As parents it’s easy to just feed our kids what we think they SHOULD be eating, but in reality when they are not around us we would like them to make decisions for themselves and choose wisely based on knowledge that has been passed on to them.
‘Junk proofing’ your kids starts at a young age by making them aware and involving them in the process of knowing what foods are best for nourishing their bodies. It sets them up for later in life to make sensible choices and treat food with the respect that it deserves.
Positive attitudes is what we are trying to create, by not blacklisting any foods in particular but rather promoting a healthy approach to eating everything in moderation. This is preferred rather than ‘banning’ certain foods which can lead to overindulgence at any given chance, especially if we are not around supervising.

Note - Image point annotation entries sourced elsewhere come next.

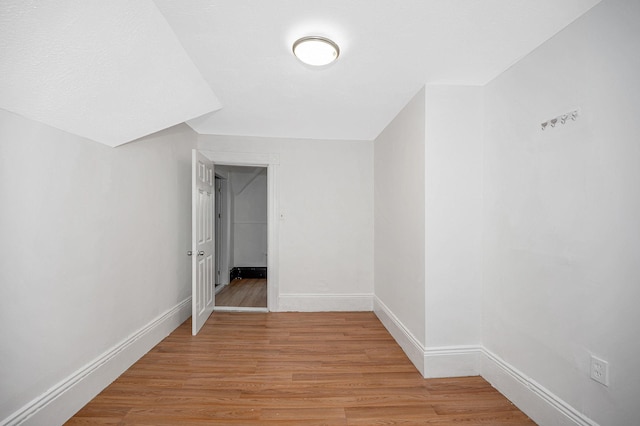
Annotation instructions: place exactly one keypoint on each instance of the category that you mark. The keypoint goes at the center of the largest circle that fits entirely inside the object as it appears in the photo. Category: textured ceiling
(389, 50)
(116, 70)
(111, 71)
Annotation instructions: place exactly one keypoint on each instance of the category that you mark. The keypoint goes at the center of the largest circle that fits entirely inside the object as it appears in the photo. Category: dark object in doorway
(248, 272)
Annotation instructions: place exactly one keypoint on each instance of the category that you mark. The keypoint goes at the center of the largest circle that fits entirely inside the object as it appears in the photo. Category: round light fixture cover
(315, 50)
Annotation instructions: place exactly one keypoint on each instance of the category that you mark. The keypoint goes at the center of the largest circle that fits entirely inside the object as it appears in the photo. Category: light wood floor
(247, 292)
(290, 369)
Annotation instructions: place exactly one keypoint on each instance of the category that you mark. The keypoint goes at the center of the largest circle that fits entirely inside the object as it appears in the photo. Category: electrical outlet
(600, 370)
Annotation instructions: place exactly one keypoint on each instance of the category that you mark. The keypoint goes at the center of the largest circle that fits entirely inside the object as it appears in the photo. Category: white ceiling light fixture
(315, 50)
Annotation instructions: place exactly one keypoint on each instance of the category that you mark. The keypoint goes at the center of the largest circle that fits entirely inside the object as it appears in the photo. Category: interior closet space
(241, 236)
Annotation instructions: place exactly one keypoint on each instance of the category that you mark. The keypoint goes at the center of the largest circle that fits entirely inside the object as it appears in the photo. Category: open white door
(203, 241)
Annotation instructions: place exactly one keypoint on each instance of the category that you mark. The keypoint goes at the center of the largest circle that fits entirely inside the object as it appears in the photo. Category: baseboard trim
(452, 361)
(533, 399)
(407, 341)
(536, 401)
(305, 302)
(64, 399)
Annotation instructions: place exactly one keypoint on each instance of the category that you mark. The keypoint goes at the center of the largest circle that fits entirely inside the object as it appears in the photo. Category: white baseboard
(407, 341)
(534, 400)
(64, 399)
(537, 402)
(324, 302)
(452, 361)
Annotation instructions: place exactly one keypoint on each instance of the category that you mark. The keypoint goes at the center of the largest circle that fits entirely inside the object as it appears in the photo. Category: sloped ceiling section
(112, 71)
(388, 50)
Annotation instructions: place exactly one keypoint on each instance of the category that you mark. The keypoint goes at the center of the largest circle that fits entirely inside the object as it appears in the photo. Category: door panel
(203, 241)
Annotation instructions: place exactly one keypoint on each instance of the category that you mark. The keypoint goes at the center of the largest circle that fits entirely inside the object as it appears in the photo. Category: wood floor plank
(290, 369)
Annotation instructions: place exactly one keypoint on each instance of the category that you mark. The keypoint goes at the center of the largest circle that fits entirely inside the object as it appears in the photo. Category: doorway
(241, 222)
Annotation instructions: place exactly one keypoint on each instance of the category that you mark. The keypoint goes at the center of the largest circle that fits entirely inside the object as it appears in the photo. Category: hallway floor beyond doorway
(247, 292)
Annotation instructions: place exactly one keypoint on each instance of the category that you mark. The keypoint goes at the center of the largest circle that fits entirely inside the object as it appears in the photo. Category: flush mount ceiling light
(315, 50)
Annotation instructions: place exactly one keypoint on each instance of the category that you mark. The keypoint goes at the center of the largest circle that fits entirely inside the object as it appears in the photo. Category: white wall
(399, 188)
(325, 197)
(249, 188)
(561, 216)
(453, 167)
(92, 248)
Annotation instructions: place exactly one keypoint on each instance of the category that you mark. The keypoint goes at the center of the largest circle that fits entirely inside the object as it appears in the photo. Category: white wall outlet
(600, 370)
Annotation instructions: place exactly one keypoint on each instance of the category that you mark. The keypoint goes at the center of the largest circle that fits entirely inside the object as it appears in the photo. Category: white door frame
(271, 162)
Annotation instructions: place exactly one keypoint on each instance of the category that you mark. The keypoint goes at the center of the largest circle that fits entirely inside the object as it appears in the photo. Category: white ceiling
(111, 71)
(389, 50)
(116, 70)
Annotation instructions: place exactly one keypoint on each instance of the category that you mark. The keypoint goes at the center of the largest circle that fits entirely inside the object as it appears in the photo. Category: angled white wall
(399, 202)
(108, 71)
(453, 227)
(561, 228)
(93, 261)
(325, 204)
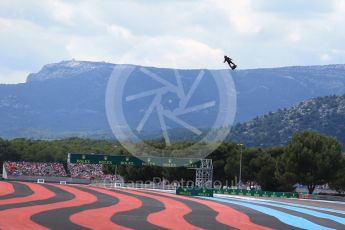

Here are some ways to pass on the knowledge and skills
1. Make it the norm
Keep your fridge and pantry stocked up on the good stuff and give your children only these options. If there are other processed, packaged snack foods around then the healthier options will generally be pushed to the back. Make it fun and interesting by jazzing up fruit or bake healthy biscuits that you know are not full of preservatives and added sugar. My daughter often comes and tells me if she has had enough of a sugary item or won’t go near something really sweet as she knows it leaves her feeling ill because she is just not used to it.
2. Wise them up
Make the trip to the grocery store an educational one. While you are picking out fruit and vegetables explain where they come from and why you have chosen them over something else. For example as you grab a kiwi fruit explain how good it is for our digestion and full of Vitamin C to help ward off infections that they make pick up from school.
3. Set the standard
Our little monkeys are very much along the lines of monkey see, monkey do. We parents are setting the example so if you expect your children to eat fruit and vegetables, let them see you doing it. Glamourise them and make them a priority on your dinner plate, it’s here where you can create that positive attitude towards good foods
4. Let them create
I find the more my kids are involved in the meal making process the more they are likely to eat it. Chop veggies, grab herbs from the garden, or even lick the bowl – there’s a certain pride that comes with this process which makes it so much easier to serve up good food if they know it is coming their way.
5. Keep it light and happy
You don’t want to get bogged down in what’s ‘good’ and ‘bad’, rather keep it fun and create healthy versions of things that kids love to eat. Healthy pizzas, spaghetti bolognaise with finely chopped veggies, lower-fat tacos, fruit smoothies and biscuits. Being a kid is all about enjoying treats but they don’t have to be full of sugar and fat. It may be a case of trial and error but I’m sure that there will be some family favourites that will stick.
Overall, it’s about balance and it won’t harm the overall health of our children to enjoy the occasional treats, as long as they respect that that is what it is. You might even be surprised when your children pass on the opportunity for an unhealthier option or skip a dessert because they have filled up on more nourishing foods.